After securing provisions in Atashika — fried chicken, pork slices, an ornamentally-sized apple, ice creams and the last remaining trays of green vegetables: FIBRE! — we walked along the sea wall to find a spot to sit. From below, a tall Japanese man with long hair and browned-butter skin cried out to us in English: “Where are you from!?” “Australia!” I shout back. “I lived in Sydney! Manly Beach! I love surfing!”, smile beaming from his face as he speaks. Turns out he runs a small guesthouse and juice bar with his wife. She bakes sourdough. What I would give for sourdough… It’s the first sign of any kind of youthful resurgence we’ve seen on the whole walk and it’s my profound wish that he succeeds. I hope that more people discover this beautiful corner of his country.
And then the most batshit climb of the entire walk. Following Craig Mod’s maps, just outside the hamlet of Hadasu we headed uphill. What began as an ancient path — a loose, linear assemblage of stones marked as the Kumano Kodo on Gaia GPS — at some point just petered out in to fallen cedar logs and ferns. Kalia and I fairly bashed our way to the top of the hill, grateful to have reached a well-trodden path again but completely unwilling to stop for even a moment. Everything below the waist was starting to ache and I marvelled at the abuse my feet and ankles had sustained, but I was beginning to run very low indeed.
Having walked the Camino de Santiago for 21 days, I came to the Ise-ji, if not totally physically prepared, then mentally so, or so I thought. How tough could ten days walking in Japan really be? The throbbing of my feet and the aches in my legs — even though I’ve been off them for an hour and a half now — emphatically answer that question. And yet I wouldn’t trade that intensity for anything. We’ve still got a day to go, and I’ve still got another thousand words to write (at least), but the exertion, exhaustion and conversation have taken Kalia and I to places entirely unexpected.
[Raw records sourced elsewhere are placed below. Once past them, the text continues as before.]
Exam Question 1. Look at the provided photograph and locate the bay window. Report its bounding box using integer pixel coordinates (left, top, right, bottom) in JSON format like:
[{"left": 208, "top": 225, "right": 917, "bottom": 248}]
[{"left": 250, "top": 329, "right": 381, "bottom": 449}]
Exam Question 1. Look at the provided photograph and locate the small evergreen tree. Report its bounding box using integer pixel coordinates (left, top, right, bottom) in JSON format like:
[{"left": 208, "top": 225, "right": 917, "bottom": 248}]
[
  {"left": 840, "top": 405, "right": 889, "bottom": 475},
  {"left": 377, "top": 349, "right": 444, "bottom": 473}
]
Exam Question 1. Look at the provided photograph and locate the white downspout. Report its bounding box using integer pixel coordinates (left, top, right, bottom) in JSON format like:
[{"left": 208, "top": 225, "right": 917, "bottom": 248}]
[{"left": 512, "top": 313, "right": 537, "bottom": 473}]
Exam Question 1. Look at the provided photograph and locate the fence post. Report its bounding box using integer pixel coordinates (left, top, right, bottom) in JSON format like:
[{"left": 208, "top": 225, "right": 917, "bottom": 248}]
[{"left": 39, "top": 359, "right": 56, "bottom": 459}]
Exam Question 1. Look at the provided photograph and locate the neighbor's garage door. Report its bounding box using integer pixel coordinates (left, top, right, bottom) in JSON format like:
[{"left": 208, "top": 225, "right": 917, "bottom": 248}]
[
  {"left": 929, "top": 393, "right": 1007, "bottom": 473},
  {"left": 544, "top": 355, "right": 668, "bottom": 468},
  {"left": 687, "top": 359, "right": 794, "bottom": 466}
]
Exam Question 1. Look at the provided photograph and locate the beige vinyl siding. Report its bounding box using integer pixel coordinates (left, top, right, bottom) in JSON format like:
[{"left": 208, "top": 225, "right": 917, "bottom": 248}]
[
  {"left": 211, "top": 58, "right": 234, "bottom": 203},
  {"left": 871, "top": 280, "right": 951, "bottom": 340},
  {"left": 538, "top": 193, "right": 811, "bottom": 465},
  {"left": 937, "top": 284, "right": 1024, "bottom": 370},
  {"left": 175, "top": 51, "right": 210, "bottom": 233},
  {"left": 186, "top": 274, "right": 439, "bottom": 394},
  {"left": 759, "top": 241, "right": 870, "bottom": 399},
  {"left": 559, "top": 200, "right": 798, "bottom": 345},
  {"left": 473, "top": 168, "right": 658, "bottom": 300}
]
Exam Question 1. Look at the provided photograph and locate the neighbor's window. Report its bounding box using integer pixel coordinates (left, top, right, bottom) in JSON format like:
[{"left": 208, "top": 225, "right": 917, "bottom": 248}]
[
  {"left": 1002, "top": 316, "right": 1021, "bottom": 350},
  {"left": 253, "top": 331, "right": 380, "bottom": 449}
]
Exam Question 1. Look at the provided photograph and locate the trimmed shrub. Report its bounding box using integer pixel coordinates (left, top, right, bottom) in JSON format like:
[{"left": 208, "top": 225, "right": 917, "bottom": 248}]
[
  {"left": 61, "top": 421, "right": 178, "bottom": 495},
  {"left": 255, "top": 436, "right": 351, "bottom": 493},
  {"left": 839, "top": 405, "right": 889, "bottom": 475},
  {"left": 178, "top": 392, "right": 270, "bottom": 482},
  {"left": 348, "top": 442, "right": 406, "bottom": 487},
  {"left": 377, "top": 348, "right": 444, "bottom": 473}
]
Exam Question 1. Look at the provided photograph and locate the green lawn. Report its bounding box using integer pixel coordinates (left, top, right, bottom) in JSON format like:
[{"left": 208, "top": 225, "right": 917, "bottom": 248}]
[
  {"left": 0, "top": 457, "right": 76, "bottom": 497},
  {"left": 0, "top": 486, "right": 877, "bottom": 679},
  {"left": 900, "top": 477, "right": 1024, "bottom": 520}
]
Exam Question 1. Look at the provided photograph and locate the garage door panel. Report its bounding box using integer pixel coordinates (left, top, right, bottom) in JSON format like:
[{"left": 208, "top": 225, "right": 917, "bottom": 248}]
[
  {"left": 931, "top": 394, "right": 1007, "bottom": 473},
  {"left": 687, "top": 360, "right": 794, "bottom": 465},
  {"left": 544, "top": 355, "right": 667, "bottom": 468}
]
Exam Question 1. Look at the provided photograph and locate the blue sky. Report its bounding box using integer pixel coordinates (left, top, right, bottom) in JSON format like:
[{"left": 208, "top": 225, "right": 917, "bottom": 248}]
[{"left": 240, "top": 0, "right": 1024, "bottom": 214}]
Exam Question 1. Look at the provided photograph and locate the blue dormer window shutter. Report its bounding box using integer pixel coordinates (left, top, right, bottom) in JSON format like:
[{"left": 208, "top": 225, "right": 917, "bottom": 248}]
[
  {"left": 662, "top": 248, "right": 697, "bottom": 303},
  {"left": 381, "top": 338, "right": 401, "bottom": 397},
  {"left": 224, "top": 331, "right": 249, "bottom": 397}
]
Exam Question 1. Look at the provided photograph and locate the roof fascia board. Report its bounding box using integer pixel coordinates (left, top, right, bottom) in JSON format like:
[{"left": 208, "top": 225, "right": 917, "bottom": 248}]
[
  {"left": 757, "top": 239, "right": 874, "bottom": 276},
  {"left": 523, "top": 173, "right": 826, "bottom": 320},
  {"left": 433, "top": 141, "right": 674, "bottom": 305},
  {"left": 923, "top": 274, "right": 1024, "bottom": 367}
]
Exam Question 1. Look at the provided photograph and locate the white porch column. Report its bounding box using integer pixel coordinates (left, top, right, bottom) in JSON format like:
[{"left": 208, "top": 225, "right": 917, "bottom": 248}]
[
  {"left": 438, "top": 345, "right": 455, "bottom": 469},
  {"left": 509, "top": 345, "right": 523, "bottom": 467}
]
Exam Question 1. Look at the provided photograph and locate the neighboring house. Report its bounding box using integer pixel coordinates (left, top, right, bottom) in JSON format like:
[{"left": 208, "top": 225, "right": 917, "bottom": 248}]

We’ve been planning this evening, wondering how best to structure tomorrow to bring this whole thing to a close in the “right” way. We’ll start early, breakfast en route, take lunch from a convenience store and probably eat it on a sea wall. We want to give ourselves time in Shingu. I want to leave for Tokyo on a 6:20 train the next morning. The window for wrapping things up after such an experience feels impossibly tight. At the start of this walk, I set myself a few rules, one of which was:
5.Feel in to each decision that comes up. Allow my response to be an empowered “yes”, or and empowered “no.
Although I’ll quibble with the framing now — a lot of decisions required more than a yes/no answer — that reminder to feel in to my gut and to listen for its wisdom has seen me right. And I can now trust that it’ll see me right tomorrow, and the next day, and the next…
With love from just behind the sea wall.